For authorities to act, the Guide proposes a script for action when abusive prices are suspected:

  1. Identification/registering of the potentially abusive practice, at which time preliminary indications must be collected and analyzed for a decision on whether or not to act in the identified situation. Such identification would occur with the verification of price increases that extrapolate the context and effects of specific supply and demand shocks, in addition to consulting the main inflation indexes to deliberate on the existence of exceptional readjustments. The decision not to act directly (for example – not instituting a sanctioning administrative process) must be taken, if all the necessary elements are not available to conclude concerning the arbitrariness of the price increase or if the result of its action could have caused more negative effects than positive (such as shortages, greater market concentration, or even legal uncertainty).
  2. Preliminary referrals for analysis by competent authorities. If there are indications of other conduct related to the abusive increase, the procedure must be forwarded to other authorities. An example would be if there is evidence of collusion, then CADE must be notified. If the alleged abuse involves a regulated market, there must be liaison with the specific regulatory authority. If a crime against the general economy is suspected, the procedure must be shared with the Public Ministry, etc.
  3. Verification of the existence of exploitation of specific situations to increase prices, such as, the exploitation of emergencies and calamities for abusive increases. The Guide also provides specific recommendations for analyzing price increases in the service sector or in relation to basic food baskets and food products.
  4. Applicable economic and legal analysis. At this stage, the analysis must be carried out on a case-by-case basis, based on technical and objective criteria for the observed price increase. In this sense, the Guide highlights that “as we know, the increase “per se” is not always a sufficient criterion for verifying the “abusiveness” of economic agents.” Thus, the guide recommends that the economic-legal analysis follow the following steps: (i) identify the product in which the abuse is to be verified; (ii) identify companies that compete in this market; (iii) identify the elements that are part of the production chain, including raw materials; (iv) request purchase and sale invoices with a reliable historical series, with a recommendation of at least 3 months (90 days); and (v) identify the existence of economic rationality in the price increase or if it is merely business opportunism (a situation in which abusiveness would remain configured).
  5. Closure with the filing or application of applicable sanctions to the investigated agent.

The Guide highlights the following as competent agencies to deal with the issue (whether in a preventive or corrective way): the National Consumer Secretariat, who coordinates the National Consumer Protection System (Senacon), the Secretariat of Competition and Competitiveness Advocacy of the Ministry of Economy ( SEAE-SEPEC/ME), the Administrative Council for Economic Defense (Cade), the administrative authorities for consumer protection and defense, in states, Federal District, and cities (Procons), the Public Ministry, the Public Defender’s Office, and finally, the Regulatory Agencies in the case of sectoral markets.
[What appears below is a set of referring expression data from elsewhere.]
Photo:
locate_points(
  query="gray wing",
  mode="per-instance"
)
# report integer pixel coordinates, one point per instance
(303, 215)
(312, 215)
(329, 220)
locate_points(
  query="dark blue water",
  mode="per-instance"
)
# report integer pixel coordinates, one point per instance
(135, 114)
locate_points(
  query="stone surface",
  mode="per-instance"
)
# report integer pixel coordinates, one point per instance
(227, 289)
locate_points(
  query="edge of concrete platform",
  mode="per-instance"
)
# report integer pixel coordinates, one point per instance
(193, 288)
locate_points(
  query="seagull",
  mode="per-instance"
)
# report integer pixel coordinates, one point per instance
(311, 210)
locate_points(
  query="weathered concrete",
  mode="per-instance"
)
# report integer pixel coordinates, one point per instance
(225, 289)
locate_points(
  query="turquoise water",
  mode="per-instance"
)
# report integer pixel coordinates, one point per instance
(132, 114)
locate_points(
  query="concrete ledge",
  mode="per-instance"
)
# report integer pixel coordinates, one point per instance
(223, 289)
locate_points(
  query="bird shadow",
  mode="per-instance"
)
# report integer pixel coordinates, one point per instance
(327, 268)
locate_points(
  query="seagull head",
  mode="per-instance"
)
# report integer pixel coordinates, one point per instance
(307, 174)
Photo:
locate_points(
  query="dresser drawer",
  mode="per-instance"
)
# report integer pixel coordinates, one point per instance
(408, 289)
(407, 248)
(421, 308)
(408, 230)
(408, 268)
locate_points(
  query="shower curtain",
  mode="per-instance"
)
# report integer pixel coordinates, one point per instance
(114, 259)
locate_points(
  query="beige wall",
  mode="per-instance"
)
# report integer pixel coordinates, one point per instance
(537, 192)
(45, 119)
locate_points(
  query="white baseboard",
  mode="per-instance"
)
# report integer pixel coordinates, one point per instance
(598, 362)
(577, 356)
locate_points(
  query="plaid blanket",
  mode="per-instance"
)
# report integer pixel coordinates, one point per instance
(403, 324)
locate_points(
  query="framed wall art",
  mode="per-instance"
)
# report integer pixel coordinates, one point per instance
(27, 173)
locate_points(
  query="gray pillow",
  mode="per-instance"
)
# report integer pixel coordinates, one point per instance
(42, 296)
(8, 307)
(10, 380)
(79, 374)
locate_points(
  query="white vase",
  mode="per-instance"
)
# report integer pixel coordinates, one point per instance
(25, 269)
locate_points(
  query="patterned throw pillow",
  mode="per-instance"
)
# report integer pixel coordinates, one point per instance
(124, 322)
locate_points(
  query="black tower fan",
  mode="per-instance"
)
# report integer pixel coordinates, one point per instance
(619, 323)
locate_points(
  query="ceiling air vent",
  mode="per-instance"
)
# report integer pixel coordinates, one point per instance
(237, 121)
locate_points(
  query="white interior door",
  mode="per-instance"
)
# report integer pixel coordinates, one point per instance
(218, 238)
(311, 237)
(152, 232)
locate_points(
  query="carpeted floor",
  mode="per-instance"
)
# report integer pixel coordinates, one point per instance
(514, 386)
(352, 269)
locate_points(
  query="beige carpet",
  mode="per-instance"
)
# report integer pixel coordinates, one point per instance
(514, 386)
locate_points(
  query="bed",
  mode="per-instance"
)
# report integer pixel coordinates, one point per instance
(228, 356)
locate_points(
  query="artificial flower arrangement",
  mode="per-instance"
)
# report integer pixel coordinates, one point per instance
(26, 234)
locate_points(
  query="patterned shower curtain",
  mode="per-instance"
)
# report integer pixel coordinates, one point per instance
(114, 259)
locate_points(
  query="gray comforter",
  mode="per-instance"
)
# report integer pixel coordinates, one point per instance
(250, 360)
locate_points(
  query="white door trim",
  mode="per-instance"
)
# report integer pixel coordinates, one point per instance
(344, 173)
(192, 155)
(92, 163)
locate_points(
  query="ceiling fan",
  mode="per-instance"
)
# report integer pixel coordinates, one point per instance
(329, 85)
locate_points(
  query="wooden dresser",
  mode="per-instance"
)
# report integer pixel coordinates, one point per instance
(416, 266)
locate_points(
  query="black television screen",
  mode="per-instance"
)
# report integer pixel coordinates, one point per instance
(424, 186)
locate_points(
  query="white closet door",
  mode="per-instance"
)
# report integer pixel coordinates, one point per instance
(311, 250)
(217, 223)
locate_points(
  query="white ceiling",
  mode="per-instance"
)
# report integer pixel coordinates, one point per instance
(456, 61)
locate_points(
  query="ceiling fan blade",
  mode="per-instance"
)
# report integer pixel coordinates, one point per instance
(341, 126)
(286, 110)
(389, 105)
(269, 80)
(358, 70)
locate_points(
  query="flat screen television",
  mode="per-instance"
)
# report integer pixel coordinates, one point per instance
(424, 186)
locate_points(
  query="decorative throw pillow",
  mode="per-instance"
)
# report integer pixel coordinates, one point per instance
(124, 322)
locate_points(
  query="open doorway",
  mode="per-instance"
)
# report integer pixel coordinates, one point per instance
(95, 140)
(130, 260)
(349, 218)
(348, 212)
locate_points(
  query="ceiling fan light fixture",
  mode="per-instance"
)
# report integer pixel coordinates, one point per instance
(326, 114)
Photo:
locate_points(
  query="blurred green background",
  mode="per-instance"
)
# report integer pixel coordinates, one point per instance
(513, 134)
This means that the Guide starts with the comprehensive and expansive attention of public authorities and civil society in the inspection and monitoring of this practice.

The MJSP also reinforces that sanctioning procedures are not the only mechanisms available to consumer protection authorities for the fulfillment of their institutional missions and for the prevention, supervision, and correction of possible conduct. The following can and should be used as well – analyses, issuing guidelines, and even resorting to the Collective Consumption Agreement described in the CDC, art. 107 between civil consumer protection entities and suppliers.